– W ciągu ostatnich 20 lat stężenie rtęci w atmosferze spadło aż o 70 proc.
– odkryli naukowcy.
Jako główną przyczynę tej poprawy wskazują zmniejszenie emisji przemysłowych.
– Dzięki zmniejszeniu, związanej z ludzką działalnością, emisji rtęci, stężenie tego pierwiastka w atmosferze spadło w ciągu dwóch ostatnich dekad o 70 proc.
– donoszą eksperci z Uniwersytetu w Tiencin.
Naukowcy wyjaśniają, że ludzie wprowadzają rtęć do atmosfery poprzez spalanie paliw kopalnych, odpadów oraz działalność górniczą. Niektóre formy rtęci, w szczególności metylortęć, są toksyczne dla ludzi.
Aby odróżnić nowe emisje rtęci spowodowane działalnością człowieka od jej uwalniania z gleby, naukowcy mogą analizować wzorce izotopów tego pierwiastka obecnego w atmosferze. Jednak regularne pomiary izotopów rtęci w atmosferze prowadzone są dopiero od około dekady. Badacze chcieli odtworzyć informacje o przeszłych poziomach zanieczyszczenia. W tym celu sięgnęli po liście niewielkiej, nisko rosnącej byliny (Androsace tapete) występującej na dużych wysokościach Mount Everestu. Podobnie jak słoje w pniu drzewa, roślina ta co roku wytwarza nową warstwę zewnętrznych liści, które odzwierciedlają warunki środowiskowe, w jakich rosła.
Dzięki zbadaniu starszych liści pochodzących z dwóch roślin na Evereście zespół uzyskał obraz poziomów rtęci w atmosferze sięgający aż do 1982 roku. Odkryto, że w latach 2000–2020 całkowite stężenie rtęci w atmosferze zmniejszyło się o 70 proc., przy czym emisje rtęci z gleby stanowiły z roku na rok coraz większy udział w całkowitej emisji.

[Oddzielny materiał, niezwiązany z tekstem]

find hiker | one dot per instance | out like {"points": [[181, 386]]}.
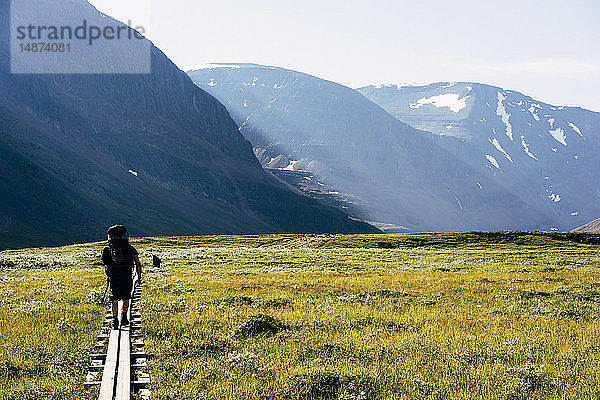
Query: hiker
{"points": [[119, 258]]}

Obecnie gleba emituje znacznie więcej rtęci (62 proc.), niż źródła związane z działalnością człowieka (28 proc.).
Obserwowane trendy odpowiadają redukcjom rtęci w atmosferze zaobserwowanym w rejonach półkuli północnej, o których informowały wcześniejsze badania.
Badacze wnioskują, że choć ostatnie wysiłki skoncentrowane na emisjach związanych z działalnością człowieka wydają się być udane, przyszłe działania powinny skupić się na ograniczeniu ponownych emisji rtęci z gleby. (PAP)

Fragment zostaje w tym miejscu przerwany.